Bailout who?

| December 3, 2008

This morning, Michelle Malkin writes in her syndicated column that some northeast liberals (of both political persuasions) are taking advantage of the economic downturn to beg for bailout money for the deadtree journalists. Let ’em sink. They’ve been sinking for a while ever since journalists decided they needed to be activists more than they needed to inform the People – the reason they’re protected by the Bill of Rights. If people want to read the crap they print, let them pay for it.
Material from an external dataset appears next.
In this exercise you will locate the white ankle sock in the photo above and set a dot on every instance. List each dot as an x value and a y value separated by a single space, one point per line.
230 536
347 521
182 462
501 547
Even though I don’t read any hardcopy news, I suscribe to several. I pay an annual subscription to The Washington Times and I haven’t read it (beyond the Mallard Filmore cartoon) for years. The Washington Times hemmorages cash by the millions of dollars every year, but news- and opinion-wise it counters and creates competition for the idiot Washington Post. I’ve never bought a Post – well, except once I decided I needed the Sunday Post, but the bonehead who delivered it rang my doorbell at 5am on a Sunday to announce it’s arrival. I immediately cancelled my subscription to avoid that happening again.

The Washington Times stays afloat because of it’s wealthy benefactor (its the Reverend Moon, if you didn’t already know) who thinks that having a conservative-leaning newspaper in DC is important. If the New York Times found a wealthy benefactor, they could do the same thing. Or any-damn-body else for that matter.

Taxpayers already support the so-called journalists of NPR and look what we get for our money. Why the Hell would we want to support more elitist goofballs to look down their noses at us while we pay them for their idiot opinions disguised as news?

The Wall Street Journal is another subscription I have – they’ve made internet subscription succesful. Since I spend all day and much of the night on the internet it only makes sense that most of my news comes from internet sources. I hope everyone doesn’t make internet subscriptions mandatory – although it might be a good way to kill the internet.

My point is that these folks need to figure a way to keep up with technology instead of begging the government to help them fight the technology. We’ve already got AMTRAK to support, we don’t need to prop up every 19th century invention.